Dental malpractice trial begins in Woodstock
After three years of legal maneuvering, the malpractice trial of a Bellows Falls dentist began in Woodstock on Monday.
Dr. Jon Mozaffari, the owner of Greater Falls Dentistry, is alleged to have “deviated from the standard of care during the course of his treatment of Michele Griffith,” according to the initial complaint filed in Windsor County Superior Court in Woodstock on Sept 4, 2015. The suit asks for unspecified damages.
“I asked [Dr. Mozaffari] if it was cancerous, and he said no,” Griffith said at one point.
According to the complaint, Griffith, once the postmaster in Perkinsville, alerted Mozaffari to the existence of a lesion on the bottom of her mouth on June 3, 2010. She asked if it was cancerous, and testified that Mozaffari called it a “mouth ulcer,” another name for canker sore.
In his opening statement, Griffith’s attorney, Michael Hanley of the White River Junction law firm of Plant & Hanley, told the jury, “It is impossible to tell the difference between a benign or malignant lesion just by looking at it.”
In his opening statement, Burlington attorney John M. Green said Mozaffari ought to know a canker sore when he sees one.

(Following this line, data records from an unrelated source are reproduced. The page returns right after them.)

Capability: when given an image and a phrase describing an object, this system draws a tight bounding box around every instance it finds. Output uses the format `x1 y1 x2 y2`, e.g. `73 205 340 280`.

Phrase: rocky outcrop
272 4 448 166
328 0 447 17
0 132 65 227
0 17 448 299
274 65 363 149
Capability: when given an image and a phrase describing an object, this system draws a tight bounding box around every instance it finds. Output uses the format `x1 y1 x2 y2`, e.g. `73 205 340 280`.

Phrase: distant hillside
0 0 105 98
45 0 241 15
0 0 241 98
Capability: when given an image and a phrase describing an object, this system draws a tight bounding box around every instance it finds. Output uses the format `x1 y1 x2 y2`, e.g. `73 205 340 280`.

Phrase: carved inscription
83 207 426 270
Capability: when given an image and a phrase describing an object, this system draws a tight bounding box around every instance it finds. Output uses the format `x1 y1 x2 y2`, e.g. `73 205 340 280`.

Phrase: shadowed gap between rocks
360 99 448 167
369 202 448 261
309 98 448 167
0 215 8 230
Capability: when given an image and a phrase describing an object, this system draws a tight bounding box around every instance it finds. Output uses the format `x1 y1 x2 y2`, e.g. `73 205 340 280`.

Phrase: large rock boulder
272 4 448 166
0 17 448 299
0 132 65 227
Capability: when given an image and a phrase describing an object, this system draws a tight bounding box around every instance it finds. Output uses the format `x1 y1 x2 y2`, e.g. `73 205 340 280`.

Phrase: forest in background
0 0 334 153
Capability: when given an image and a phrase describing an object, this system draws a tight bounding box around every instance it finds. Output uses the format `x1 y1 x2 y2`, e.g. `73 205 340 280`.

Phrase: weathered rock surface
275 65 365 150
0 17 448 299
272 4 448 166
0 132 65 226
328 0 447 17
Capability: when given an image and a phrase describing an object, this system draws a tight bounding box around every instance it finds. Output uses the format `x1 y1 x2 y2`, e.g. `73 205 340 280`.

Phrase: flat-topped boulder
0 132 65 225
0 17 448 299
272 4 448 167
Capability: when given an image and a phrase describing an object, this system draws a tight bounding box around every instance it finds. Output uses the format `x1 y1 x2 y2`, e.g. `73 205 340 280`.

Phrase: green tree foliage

“Dr. Mozaffari has seen hundreds, if not thousands of canker sores in his practice,” the dentist’s attorney said.
According to Griffith’s testimony and evidence Hanley presented to the jury, Griffith returned to Greater Falls Dentistry on several occasions between 2010 and 2013. Hanley claimed that Mozzafari did not monitor the lesion. Griffith testified that Mozafari never administered a screen for oral cancer.
Green told the jury that the real question is whether the lesion discovered in June 2010 was actually cancerous at all.
In April 2014, Griffith went to a dermatologist in Springfield, who did order a biopsy. It came back positive for cancer.
Hanley told the jury that this led to some serious surgery. The cancer, he said, had spread to Griffith’s jaw, and even into her nervous system. She had extensive surgery done on her jaw, had part of her mouth and tongue removed, and other bones in her body were harvested to replace the jaw.
Hanley told the jury that Griffith had to undergo another round of similar procedures later. The result has severely disfigured Griffith, forcing her to subsist on Social Security, and leaving her unable to ingest only soft food. She testified that she dislikes going out in public, and has been called painful nicknames.
“I would like to be able to eat food,” Griffith testified at one point.
Under cross-examination by Green, Griffith said that she had smoked for years, and blamed her cancer on that.
“Your smoking, and not Dr. Mozaffari?” Green asked.
“Correct,” Griffith replied.
For his part, Green said that Mozaffari had few opportunities to follow up because Griffith didn’t make appointments.
“It’s a pretty serious allegation to be called professionally negligent,” Green told the jury. He said that Griffith didn’t see Mozaffari at all in 2011, which Griffith confirmed later. Green said Green said that Griffith never brought the subject up with Mozzafari again.
“She never said a word about the lesion in her mouth,” Green said. “The evidence is that she had a canker sore. She has had lesions come and go.”
The trial is expected to run through the end of the week.